Mr. Jones then points us to Carl Trueman’s review that is described as having “rapier like accuracy.” Trueman, of course, comes shining through with his comments about Iain Murray’s review: “This is predictable and standard Banner fare.” I’m not that familiar with David Ceri Jones, but I can say that Carl Trueman’s review of Iain Murray’s review was rather – predictable.
But the real kicker comes at the end of the blog post where there is a link to a “more balanced review” on Amazon. I suppose the “balance” is best illustrated by the reviewer’s comment that Dr. Lloyd-Jones’s “impact is unnoticeable when placed against the impact of say Rowan Williams, Hans Kung, Karl Barth etc.” Rowan Williams? Are you serious? Maybe the reviewer really meant Rowan Atkinson?
What are we to make of this? Apparently, “predictable” is bad and “balanced” is good. And in this case, bad and good seems to be indicated by what the reviewer personally thought of Dr. Lloyd-Jones. I have no problem with Iain Murray or Graham Harrison sticking up for their friend and colleague if they think he was unfairly treated by people who weren’t there or didn’t know him. This is certainly “predictable” and forgivable.
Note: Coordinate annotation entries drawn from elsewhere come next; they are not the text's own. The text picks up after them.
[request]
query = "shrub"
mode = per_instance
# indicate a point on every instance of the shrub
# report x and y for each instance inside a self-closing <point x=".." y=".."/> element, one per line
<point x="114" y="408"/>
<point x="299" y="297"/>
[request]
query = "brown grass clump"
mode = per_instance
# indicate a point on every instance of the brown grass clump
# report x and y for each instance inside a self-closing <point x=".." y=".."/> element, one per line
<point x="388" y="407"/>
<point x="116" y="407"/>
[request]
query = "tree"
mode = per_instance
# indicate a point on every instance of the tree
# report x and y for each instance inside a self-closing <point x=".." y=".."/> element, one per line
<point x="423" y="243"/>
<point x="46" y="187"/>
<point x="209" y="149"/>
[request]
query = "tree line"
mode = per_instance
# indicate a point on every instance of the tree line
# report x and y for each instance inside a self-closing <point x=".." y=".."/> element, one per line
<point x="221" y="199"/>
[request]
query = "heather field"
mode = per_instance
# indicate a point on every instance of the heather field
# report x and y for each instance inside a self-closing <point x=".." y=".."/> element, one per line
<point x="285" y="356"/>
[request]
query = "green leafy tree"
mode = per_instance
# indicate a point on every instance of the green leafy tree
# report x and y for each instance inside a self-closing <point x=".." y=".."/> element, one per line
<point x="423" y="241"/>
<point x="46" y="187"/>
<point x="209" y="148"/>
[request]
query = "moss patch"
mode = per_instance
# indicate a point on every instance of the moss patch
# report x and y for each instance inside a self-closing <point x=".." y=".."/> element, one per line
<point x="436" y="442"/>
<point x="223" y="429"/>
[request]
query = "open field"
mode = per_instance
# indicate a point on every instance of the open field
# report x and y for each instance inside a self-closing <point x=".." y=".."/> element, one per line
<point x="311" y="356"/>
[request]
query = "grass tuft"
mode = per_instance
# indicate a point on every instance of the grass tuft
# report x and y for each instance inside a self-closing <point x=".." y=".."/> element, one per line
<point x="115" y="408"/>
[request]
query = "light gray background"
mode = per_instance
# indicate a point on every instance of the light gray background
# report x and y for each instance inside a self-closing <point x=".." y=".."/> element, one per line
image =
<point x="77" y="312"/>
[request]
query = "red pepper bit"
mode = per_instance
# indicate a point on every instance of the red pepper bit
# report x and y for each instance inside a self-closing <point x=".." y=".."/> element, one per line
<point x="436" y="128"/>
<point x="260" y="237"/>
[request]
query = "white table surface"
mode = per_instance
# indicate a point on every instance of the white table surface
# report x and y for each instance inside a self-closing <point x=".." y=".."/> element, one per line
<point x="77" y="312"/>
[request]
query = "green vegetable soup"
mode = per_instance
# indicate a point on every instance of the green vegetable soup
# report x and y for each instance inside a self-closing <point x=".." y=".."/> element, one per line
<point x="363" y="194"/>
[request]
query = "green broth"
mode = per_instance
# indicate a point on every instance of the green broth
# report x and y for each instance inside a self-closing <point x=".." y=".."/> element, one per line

But what is unforgivable is how Iain Murray and the Banner of Truth are dismissed as party hacks. There was no mention of a favorable review by Andrew Roycroft on the Banner of Truth website. Likewise, Iain Murray had this to say, “This book is not to be recommended to those who want an introduction to Dr. Lloyd-Jones. For those who already have some familiarity with his writings it will give some help in some areas.” This is quite different from the accusation that “Murray unfortunately feels unable to recommend the book to Banner readers…”
Carl Trueman’s comments might also have been different if he had just read what Iain Murray actually said, rather than going off half-cocked about how history is written. What Murray really said was,
“Consideration of his personality, its strengths and weaknesses, are interesting and debatable, but without what he believed there can be no real engagement… Why not? Probably the explanation lies in the statement that the contributors and a ‘team of historians’, and historians who, for the most part, are working in the university context where ‘beliefs’ are not to be judged as true or false, any more that Scripture is to be judged true or false. Today’s ‘scholarly’ standpoint has to be neutral objectivity. Certainly not all eleven contributors write from this standpoint…”
Murray then goes on to give three examples from the book in which this takes place.
Trueman, however, instead of interacting with the examples given, talks about the Holocaust and just belittles Mr. Murray’s approach as “very simplistic” and “somewhat useless”. If you’ve read Iain Murray’s introduction to his biography of Jonathan Edwards, you know exactly what he’s talking about. Modern writers tend to dismiss or diminish Edwards’s religious beliefs altogether, while still claiming to objectively write on their subject. This is what Mr. Murray is talking about.